Samanasuk Formation: The name Samanasuk Limestone was derived from Samana Range by
Davies (1930). It consists of mainly limestone with minor shale. Fatmi (1968,1972) reported middle
Callovian fauna (brachiopods, bivalves, gastropods, ammonoids and crinoids) from the uppermost
part. The ammonoids include Reineckeia R. sp., R. ancepts, Choffatia sp., (C. aff. Cobra),
Obtusicostites spp., Obuckmani, Hubertoceras sp., indet., and Kinkeliniceras sp. The brachiopods
include Somalirhynchia nobelis. The bivalves include Homomya sp., Pecten sp., Arctostrea sp., and
Tellurimya tellaris. From Samana Range Belemnopsis grantana and Kala Chitta (Jhallar and Chak
Dalla) bivalves include Protocardia grandidieri, Eomiodon indicus and Corbula lyrata (Fatmi 1968,
1972). Latif (1970a) reported following fauna from Hazara such as Stylina sp., Corbula sp.,
eomiodon sp., Gervillea sp., Lima sp., Lucina sp., Nucula sp., Nerinen sp., Protocardia sp., Pygurus
sp. Malkani (2007a, 2008a) reported first time in Indo-Pakistan the titanosauriforms/titanosaurs
(Malakhelisaurus mianwali Malkani 2008, renamed due to engaged Malasaurus Malkani 2007)
trackways confronted by a running theropod (Samanadrinda surghari Malkani 2007). Further
Malkani (2015c,e) and Malkani and Sun Ge (2016) reported a significant trackway of a couple of
small theropods. The two trackways of small theropod meets/overlap/converge with each other and
then become diverge showing mating/fighting. All these fauna indicates Middle Jurassic age.

42
Chichali Group is named by Malkani and Mahmood (2016a) for the Chichali, Lumshiwal,
Kawagarh and Indus formations. However lateral facies of Lumshiwal Formation in downward slope
is Kawagarh Formation (carbonate facies) is also included in this group. Further Cretaceous Tertiary
boundary and Infra Tertiary boundary named as Indus Formation by Malkani and Mahmood
(2016a), now it is also included in Chichali Group. Chichali Group is correlated with the Parh and
Fort Munro groups of Sulaiman and Kirthar basins.

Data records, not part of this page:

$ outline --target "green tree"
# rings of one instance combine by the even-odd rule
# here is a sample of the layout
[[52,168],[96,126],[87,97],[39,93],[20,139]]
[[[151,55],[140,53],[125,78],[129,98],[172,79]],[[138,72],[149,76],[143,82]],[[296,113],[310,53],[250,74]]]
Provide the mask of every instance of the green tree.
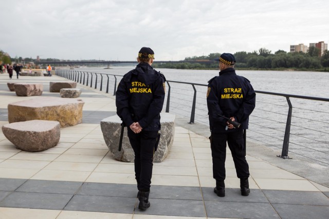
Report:
[[237,52],[234,53],[234,56],[237,63],[247,63],[248,54],[244,51]]

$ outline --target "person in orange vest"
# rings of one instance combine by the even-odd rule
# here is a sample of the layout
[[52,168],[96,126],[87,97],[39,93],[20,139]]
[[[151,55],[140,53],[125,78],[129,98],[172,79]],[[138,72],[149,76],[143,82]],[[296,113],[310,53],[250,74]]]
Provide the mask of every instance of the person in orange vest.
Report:
[[48,71],[48,76],[51,76],[51,74],[50,74],[50,71],[51,71],[51,66],[50,66],[50,65],[48,65],[48,66],[47,66],[47,71]]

Chichali Formation was named after the Chichali Pass in Surghar Range by Danilchik (1961). It
consists of dark greenish grey glauconitic sandstone and glauconitic shale in the lower part. It is
correlated with Spiti shale of Hazara area. A lot of invertebrate fauna like many species of
Cephalopod ammonoids and belemnites, brachiopods and foraminifers represents Late Jurassic to
Early Cretaceous age (Spath 1930; Fatmi 1968, 1972, 1977; Shah 2009).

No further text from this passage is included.